Parents want to be able to tell which elementary and high schools will be better for their children. Society wants to be able to reward good teachers and move bad ones into different roles. I don’t know how we should do that effectively, but I do know that what we’re doing now is a bad idea.

Today most schools make the students take tests every year. The results of those tests are reported and are used to compare schools against one another. The teachers have strong incentives to ensure that their students do as well as possible. This leads to a predictable bad effect: teachers teach students to do well on the tests, rather than teaching them something useful.

That would be fine if success on the tests equated to some metric of success in life. Unfortunately, they do not. Life outside of school is really nothing like taking a test. Children in school should learn a set of basic facts and they should also learn how to apply their knowledge, how to know whether they are right, and how to know when to seek more information. The tests are probably OK on basic facts, but they are terrible on the more important aspects of education.

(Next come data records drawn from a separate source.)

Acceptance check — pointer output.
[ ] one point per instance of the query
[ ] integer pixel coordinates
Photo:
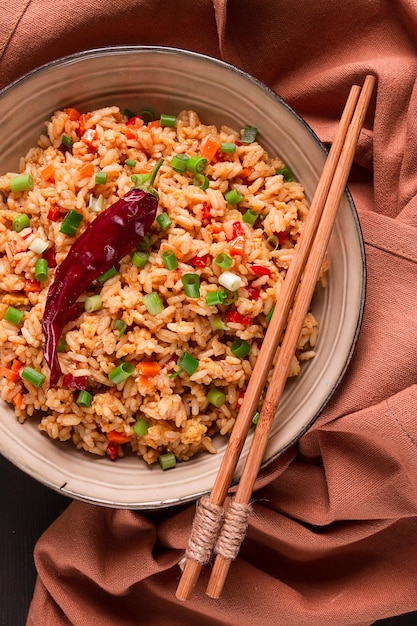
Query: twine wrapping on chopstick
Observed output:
(233, 530)
(207, 522)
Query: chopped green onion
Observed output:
(188, 363)
(201, 181)
(286, 173)
(101, 178)
(38, 245)
(121, 372)
(145, 242)
(32, 376)
(121, 326)
(191, 284)
(153, 303)
(113, 271)
(67, 141)
(179, 162)
(140, 427)
(223, 260)
(196, 164)
(250, 217)
(96, 203)
(62, 345)
(71, 223)
(167, 461)
(233, 196)
(269, 315)
(147, 115)
(273, 241)
(227, 146)
(84, 398)
(164, 221)
(139, 179)
(215, 298)
(41, 270)
(20, 222)
(249, 134)
(216, 397)
(140, 258)
(93, 303)
(21, 182)
(240, 348)
(231, 281)
(167, 120)
(169, 259)
(219, 324)
(13, 316)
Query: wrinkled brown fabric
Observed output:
(333, 536)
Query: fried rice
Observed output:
(172, 405)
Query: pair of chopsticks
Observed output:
(213, 528)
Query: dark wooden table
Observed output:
(27, 508)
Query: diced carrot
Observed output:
(9, 374)
(237, 246)
(115, 437)
(129, 133)
(209, 149)
(246, 171)
(54, 213)
(16, 365)
(89, 137)
(215, 227)
(31, 286)
(72, 113)
(83, 119)
(18, 400)
(148, 368)
(145, 169)
(48, 173)
(13, 247)
(145, 382)
(87, 170)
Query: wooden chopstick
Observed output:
(192, 566)
(292, 334)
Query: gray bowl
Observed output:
(169, 80)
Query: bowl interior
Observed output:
(168, 81)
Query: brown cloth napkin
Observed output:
(333, 535)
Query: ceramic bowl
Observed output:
(169, 80)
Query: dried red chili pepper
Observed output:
(105, 241)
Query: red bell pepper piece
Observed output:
(235, 317)
(260, 270)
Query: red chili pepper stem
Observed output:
(148, 184)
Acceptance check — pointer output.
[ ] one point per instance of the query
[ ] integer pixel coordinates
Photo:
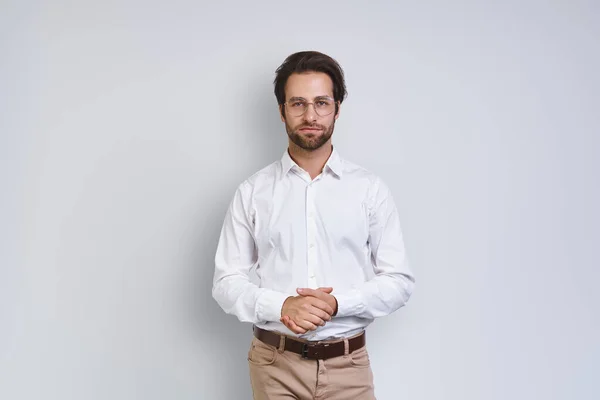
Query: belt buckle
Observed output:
(305, 351)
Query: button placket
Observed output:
(310, 236)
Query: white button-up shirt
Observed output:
(338, 230)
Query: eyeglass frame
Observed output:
(336, 104)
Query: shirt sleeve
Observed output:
(393, 283)
(236, 255)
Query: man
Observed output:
(324, 236)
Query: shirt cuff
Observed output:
(349, 303)
(268, 305)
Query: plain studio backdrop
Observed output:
(127, 125)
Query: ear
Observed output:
(337, 115)
(281, 114)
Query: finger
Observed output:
(327, 290)
(290, 325)
(305, 324)
(295, 328)
(320, 313)
(320, 304)
(311, 292)
(313, 319)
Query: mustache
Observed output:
(311, 127)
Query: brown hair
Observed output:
(310, 61)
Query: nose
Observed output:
(310, 114)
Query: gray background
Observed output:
(127, 125)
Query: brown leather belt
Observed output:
(316, 351)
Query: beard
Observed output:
(310, 141)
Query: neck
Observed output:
(312, 161)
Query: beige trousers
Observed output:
(276, 375)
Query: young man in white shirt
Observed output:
(325, 238)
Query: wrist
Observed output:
(335, 308)
(283, 305)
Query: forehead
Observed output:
(308, 85)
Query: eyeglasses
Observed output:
(323, 106)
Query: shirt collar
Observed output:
(334, 163)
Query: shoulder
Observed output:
(357, 172)
(260, 178)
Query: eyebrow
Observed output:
(316, 98)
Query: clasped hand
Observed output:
(310, 309)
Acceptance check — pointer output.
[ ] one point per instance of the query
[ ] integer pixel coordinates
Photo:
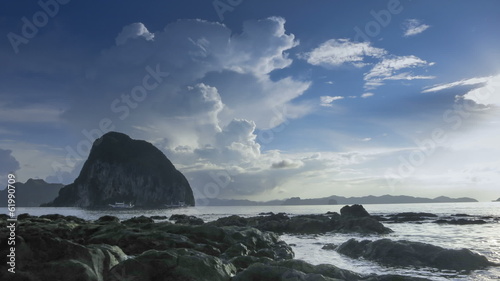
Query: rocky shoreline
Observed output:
(56, 247)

I’ve always done very well on standardized tests: I have a good memory, I can focus well, and I’m good at figuring out not so much the right answer, but the answer which the writer of the test is looking for. That is, fairly early on I developed a meta-theory of tests which served me well. However, I recall an eye-opening experience in high school in competition to get on the Math Olympiad team. There were two levels. The first was a standardized test, which I did very well on—I think I was in the top 100 in the country that year, or something like that. The second was a set of freeform math problems to solve; I couldn’t solve a single one, or really even make any progress on understanding them. Actually doing math turned out to be very different from any multiple choice test. And it turns out that that is not exclusive to math: everything is like that. Everything.

Teaching students to do well on tests is not completely wasted time, as they are bound to pick up some real information along the way. But it’s definitely wasted time compared to the more useful work they could be doing.